Text representation in PyKX
Within PyKX text can be represented in a number of ways that you will encounter when using the library. The following are the basic building blocks for text within PyKX, a deeper dive into the underlying text representation can be found here:
Type | Description | Example Generation |
---|---|---|
pykx.SymbolAtom |
A symbol atom in PyKX is an irreducible atomic entity storing an arbitrary number of characters. | pykx.q('`test') |
pykx.SymbolVector |
A symbol vector is a collected list of symbol atoms. | pykx.q('`test`vector') |
pykx.CharAtom |
A char atom holds a single ASCII or 8-but unicode character stored as 1 byte. | pykx.q('"a"') |
pykx.CharVector |
A char vector is a collected list of char vectors | pykx.q('"test"') |
Converting text to/from PyKX
Pythonic text data can be converted to PyKX objects directly through use of the pykx.SymbolAtom
and pykx.CharVector
functions as shown below
>>> import pykx as kx
>>> pystring = 'test string'
>>> kx.SymbolAtom(pystring)
pykx.SymbolAtom(pykx.q('`test string'))
>>> kx.CharVector(pystring)
pykx.CharVector(pykx.q('"test string"'))
Alternatively you can make use of the automatic conversion function pykx.toq
which will take an incoming Python type and convert it to its analagous PyKX type. The following table shows the mapping which is used
Python Type | PyKX Type |
---|---|
str |
pykx.SymbolAtom |
byte |
pykx.CharAtom /pykx.CharVector |
>>> import pykx as kx
>>> kx.toq('string')
pykx.SymbolAtom(pykx.q('`string'))
>>> kx.toq(b'bytes')
pykx.CharVector(pykx.q('"bytes"'))
>>> kx.toq(b'a')
pykx.CharAtom(pykx.q('"a"'))
When using the pykx.toq
function it is possible to specify the target type for your data as shown below, this can be useful when selectively converting data
>>> import pykx as kx
>>> kx.toq('string', kx.CharVector)
pykx.CharVector(pykx.q('"string"'))
>>> kx.toq(b'bytes', kx.SymbolAtom)
pykx.SymbolAtom(pykx.q('`bytes'))
An important note on the above when using PyKX functions is that the pykx.toq
conversion will be used by default when passing Python data to these functions, for example:
>>> import pykx as kx
>>> kx.q('{(x;y)}', 'string', b'bytes')
pykx.List(pykx.q('
`string
"bytes"
'))
Differences between Symbol
and Char
data objects
While there may appear to be limited differences between Symbol
and Char
representations of objects, the choice of underlying representation can have an impact on the performance and memory profile of many applications of PyKX. This section will describe a number of these differences and their impact in various scenarios.

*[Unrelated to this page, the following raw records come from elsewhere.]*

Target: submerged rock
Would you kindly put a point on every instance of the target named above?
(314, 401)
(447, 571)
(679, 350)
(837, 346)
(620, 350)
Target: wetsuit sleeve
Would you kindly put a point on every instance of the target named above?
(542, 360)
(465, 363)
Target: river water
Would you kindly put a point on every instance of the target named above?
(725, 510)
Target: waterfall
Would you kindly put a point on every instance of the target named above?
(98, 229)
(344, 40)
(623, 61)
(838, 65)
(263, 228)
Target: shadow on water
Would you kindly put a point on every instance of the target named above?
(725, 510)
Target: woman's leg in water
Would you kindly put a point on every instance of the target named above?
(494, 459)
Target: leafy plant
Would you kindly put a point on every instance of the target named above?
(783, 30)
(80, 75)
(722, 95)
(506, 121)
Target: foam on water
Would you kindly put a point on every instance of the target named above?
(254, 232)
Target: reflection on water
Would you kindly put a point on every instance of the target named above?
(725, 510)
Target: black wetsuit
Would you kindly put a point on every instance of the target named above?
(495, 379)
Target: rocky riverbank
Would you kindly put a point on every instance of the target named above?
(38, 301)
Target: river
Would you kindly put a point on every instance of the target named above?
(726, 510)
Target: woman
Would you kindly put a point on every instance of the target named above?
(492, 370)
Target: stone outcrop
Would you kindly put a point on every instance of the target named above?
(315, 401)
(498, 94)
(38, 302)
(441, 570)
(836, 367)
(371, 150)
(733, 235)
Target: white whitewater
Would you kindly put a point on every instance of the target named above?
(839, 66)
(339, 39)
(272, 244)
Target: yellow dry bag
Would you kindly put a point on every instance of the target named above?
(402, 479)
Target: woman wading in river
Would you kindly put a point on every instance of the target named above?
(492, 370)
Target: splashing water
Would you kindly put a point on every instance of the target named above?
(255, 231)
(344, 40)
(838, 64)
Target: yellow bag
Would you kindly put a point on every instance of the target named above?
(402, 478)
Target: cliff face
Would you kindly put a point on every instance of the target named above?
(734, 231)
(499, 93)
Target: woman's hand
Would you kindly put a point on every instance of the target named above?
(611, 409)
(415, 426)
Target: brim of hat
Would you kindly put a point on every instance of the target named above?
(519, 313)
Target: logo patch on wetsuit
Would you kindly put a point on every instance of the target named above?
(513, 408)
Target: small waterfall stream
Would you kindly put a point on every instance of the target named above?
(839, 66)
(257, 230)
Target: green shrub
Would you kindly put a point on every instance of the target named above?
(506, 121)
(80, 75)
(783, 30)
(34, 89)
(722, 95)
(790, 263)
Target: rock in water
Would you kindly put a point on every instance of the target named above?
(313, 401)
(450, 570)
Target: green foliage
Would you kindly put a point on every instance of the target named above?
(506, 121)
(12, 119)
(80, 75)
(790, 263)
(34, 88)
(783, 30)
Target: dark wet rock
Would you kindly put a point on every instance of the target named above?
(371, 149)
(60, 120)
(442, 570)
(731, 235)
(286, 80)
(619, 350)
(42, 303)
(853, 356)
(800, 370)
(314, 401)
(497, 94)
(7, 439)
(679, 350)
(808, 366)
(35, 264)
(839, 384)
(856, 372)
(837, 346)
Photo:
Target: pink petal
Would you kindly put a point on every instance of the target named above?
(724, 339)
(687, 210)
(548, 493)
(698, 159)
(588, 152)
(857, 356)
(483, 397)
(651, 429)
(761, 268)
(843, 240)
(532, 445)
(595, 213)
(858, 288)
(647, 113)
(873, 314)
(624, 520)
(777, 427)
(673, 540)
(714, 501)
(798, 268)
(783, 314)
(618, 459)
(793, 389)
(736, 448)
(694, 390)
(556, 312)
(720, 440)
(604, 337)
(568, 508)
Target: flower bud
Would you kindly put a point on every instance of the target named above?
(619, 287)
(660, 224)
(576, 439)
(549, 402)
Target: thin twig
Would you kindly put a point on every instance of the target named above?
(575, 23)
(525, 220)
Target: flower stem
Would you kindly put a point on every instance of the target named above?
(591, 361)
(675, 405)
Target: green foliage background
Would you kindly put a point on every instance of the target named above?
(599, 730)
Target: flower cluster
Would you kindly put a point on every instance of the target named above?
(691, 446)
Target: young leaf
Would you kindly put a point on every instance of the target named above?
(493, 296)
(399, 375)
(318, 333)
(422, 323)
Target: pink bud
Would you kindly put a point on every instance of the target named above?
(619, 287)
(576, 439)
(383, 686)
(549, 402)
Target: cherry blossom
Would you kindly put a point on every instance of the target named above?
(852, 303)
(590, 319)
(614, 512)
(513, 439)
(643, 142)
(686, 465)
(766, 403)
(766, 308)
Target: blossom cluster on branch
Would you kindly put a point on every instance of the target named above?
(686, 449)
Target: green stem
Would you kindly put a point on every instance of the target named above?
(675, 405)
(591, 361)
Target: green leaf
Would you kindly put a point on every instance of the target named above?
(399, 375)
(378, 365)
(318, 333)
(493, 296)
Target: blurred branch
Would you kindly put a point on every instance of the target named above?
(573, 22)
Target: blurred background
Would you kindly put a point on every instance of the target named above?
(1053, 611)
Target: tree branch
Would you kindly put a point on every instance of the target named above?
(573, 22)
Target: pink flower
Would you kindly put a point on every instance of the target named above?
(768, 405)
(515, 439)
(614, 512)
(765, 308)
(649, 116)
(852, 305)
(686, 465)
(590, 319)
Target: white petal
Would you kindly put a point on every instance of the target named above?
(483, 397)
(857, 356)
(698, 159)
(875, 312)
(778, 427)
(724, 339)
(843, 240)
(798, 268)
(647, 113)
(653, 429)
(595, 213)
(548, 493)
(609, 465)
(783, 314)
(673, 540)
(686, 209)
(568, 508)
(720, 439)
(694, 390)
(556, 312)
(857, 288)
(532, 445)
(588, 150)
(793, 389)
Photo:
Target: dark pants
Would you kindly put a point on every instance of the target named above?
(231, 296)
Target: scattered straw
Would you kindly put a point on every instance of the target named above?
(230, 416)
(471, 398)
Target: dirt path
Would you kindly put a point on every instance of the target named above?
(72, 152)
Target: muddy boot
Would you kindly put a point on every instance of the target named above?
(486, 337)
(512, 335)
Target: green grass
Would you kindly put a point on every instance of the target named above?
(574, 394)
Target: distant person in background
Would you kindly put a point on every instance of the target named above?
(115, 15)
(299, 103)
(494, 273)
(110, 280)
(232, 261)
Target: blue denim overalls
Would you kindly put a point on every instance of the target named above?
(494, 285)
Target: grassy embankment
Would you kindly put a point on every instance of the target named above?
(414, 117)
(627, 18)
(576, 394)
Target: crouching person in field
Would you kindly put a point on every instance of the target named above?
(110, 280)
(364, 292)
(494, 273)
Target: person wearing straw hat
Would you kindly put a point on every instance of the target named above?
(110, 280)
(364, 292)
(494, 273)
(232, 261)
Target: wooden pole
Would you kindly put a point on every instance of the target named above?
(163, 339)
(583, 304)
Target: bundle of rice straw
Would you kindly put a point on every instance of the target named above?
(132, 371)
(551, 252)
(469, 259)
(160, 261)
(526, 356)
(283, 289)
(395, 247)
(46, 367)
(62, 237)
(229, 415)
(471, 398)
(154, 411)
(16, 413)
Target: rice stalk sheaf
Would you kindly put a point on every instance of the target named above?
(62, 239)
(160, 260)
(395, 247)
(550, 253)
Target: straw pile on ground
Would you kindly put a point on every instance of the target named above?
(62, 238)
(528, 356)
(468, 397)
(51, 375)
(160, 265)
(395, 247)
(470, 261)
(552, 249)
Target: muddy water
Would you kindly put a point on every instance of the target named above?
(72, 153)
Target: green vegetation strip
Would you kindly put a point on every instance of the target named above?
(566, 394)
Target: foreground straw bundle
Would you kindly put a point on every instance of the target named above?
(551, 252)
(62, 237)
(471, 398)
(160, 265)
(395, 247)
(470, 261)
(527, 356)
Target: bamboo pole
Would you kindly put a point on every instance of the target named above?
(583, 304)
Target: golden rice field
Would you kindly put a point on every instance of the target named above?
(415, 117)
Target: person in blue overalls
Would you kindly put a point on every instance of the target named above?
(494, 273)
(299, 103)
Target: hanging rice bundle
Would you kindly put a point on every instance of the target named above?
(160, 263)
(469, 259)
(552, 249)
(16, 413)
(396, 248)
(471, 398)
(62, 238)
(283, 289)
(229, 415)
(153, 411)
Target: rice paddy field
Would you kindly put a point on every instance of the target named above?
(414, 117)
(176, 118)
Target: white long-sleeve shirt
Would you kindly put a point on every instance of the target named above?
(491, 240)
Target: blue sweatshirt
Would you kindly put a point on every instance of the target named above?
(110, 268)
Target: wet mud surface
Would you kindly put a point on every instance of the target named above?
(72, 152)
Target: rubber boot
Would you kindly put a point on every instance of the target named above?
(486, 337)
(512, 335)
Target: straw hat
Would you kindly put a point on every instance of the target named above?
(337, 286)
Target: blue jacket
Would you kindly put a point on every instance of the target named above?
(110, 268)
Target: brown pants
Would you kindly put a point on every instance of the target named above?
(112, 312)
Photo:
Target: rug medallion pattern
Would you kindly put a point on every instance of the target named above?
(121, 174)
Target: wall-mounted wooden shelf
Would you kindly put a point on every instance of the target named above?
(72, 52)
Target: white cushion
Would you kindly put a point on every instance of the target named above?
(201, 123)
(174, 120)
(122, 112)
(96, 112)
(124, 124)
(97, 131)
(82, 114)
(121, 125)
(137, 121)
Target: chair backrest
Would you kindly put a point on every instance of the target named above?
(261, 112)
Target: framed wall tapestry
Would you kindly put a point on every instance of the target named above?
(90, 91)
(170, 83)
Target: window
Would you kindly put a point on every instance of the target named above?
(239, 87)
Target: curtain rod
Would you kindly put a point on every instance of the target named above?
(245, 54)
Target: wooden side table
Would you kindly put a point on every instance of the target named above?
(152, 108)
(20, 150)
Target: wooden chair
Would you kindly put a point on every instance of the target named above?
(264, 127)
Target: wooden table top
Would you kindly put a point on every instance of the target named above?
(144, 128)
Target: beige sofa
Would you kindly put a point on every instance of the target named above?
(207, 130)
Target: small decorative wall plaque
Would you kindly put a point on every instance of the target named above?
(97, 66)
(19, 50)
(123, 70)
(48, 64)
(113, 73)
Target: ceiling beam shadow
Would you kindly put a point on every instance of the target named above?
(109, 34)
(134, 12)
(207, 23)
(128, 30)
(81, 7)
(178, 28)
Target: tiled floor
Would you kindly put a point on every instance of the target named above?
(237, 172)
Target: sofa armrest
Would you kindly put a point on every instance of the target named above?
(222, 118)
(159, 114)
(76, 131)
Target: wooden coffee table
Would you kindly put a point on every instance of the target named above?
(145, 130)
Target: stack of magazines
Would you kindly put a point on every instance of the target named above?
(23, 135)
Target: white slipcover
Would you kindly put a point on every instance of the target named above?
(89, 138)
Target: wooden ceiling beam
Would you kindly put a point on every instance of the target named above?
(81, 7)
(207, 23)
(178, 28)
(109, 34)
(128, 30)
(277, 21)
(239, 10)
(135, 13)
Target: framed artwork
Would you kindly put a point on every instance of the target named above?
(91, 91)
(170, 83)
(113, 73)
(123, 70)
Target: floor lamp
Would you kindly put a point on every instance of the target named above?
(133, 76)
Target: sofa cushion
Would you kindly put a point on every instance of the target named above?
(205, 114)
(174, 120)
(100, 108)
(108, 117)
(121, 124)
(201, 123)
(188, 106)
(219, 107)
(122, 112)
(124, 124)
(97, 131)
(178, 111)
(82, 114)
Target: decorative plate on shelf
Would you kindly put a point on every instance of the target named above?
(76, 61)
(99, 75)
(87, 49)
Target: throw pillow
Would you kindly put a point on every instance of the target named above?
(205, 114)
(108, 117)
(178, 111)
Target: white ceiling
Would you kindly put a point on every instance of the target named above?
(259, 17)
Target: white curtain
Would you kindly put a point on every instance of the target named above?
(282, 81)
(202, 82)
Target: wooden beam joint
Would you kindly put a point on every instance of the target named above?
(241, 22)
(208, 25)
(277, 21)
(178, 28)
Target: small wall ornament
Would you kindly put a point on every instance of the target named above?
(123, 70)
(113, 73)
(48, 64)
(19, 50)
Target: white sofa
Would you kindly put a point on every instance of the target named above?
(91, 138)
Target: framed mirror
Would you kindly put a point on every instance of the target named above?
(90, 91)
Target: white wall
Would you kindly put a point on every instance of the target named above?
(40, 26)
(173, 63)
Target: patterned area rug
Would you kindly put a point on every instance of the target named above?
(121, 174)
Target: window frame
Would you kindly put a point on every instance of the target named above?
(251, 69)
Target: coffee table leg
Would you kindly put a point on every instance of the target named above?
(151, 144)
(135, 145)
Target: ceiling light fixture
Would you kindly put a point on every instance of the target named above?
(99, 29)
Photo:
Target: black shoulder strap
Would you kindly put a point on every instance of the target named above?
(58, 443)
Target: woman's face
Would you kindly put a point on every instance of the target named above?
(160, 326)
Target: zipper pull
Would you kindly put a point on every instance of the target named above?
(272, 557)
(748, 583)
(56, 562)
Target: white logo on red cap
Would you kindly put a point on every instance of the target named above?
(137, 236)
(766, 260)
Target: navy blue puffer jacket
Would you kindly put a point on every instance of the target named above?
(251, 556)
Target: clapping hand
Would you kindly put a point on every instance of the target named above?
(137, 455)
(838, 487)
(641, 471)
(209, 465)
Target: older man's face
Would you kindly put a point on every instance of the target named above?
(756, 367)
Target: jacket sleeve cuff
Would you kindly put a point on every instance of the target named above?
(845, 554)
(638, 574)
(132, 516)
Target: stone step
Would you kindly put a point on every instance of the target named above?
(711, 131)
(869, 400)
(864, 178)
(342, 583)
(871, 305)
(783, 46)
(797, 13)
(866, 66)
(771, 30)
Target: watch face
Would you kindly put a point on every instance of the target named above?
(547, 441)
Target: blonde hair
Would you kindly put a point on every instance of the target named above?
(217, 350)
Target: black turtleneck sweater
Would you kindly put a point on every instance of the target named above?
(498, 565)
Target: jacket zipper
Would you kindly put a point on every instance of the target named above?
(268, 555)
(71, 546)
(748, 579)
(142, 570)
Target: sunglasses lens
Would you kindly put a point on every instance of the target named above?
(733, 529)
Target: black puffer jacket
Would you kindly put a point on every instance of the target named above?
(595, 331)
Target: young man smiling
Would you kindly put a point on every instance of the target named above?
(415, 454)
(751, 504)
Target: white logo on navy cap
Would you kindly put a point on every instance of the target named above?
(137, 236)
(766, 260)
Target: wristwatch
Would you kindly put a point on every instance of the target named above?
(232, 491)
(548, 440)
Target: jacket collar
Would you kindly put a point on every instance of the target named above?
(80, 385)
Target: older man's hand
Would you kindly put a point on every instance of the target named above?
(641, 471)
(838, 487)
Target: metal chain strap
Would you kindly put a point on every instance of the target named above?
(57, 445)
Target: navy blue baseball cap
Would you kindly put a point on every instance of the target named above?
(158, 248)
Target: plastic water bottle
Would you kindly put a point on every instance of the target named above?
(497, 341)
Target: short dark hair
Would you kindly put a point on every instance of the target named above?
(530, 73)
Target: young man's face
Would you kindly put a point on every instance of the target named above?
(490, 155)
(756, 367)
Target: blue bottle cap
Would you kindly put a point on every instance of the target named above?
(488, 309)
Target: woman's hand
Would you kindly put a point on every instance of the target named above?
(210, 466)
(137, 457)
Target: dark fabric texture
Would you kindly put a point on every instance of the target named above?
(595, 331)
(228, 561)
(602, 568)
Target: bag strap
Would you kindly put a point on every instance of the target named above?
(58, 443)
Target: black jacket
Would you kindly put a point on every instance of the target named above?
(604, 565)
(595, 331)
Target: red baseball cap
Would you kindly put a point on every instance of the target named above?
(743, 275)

Text access and mutability
The individual characters which comprise a pykx.SymbolAtom
object are not directly accessible by a user, this limitation does not exist for pykx.CharVector
objects. For example it is possible to retrieve slices of a pykx.CharVector
>>> import pykx as kx
>>> charVector = kx.CharVector('test')
>>> charVector
pykx.CharVector(pykx.q('"test"'))
>>> charVector[1:]
pykx.CharVector(pykx.q('"est"'))
>>> symbolAtom = kx.SymbolAtom('test')
>>> symbolAtom
pykx.SymbolAtom(pykx.q('`test'))
>>> symbolAtom[1:]
Traceback (most recent call last):
File "<stdin>", line 1, in <module>
TypeError: 'SymbolAtom' object is not subscriptable
Similarly pykx.CharVector
type objects are mutable while pykx.SymbolAtom
type objects are not
>>> import pykx as kx
>>> charVector = kx.CharVector('test')
>>> kx.q('{x[0]:"r";x}', charVector)
pykx.CharVector(pykx.q('"rest"'))
Memory considerations
An important point of note when dealing with Symbol type objects is that these are never deallocated once generated, this can be seen through growth of the syms
key of kx.q.Q.w
as follows
>>> kx.q.Q.w()['syms']
pykx.LongAtom(pykx.q('2790'))
>>> kx.SymbolAtom('test')
pykx.SymbolAtom(pykx.q('`test'))
>>> kx.q.Q.w()['syms']
pykx.LongAtom(pykx.q('2791'))
>>> kx.SymbolAtom('testing')
pykx.SymbolAtom(pykx.q('`testing'))
>>> kx.q.Q.w()['syms']
pykx.LongAtom(pykx.q('2792'))
This is important as overuse of symbols can result in increased memory requirements for your processes. Symbols as such are best used when dealing with highly repetitive text data.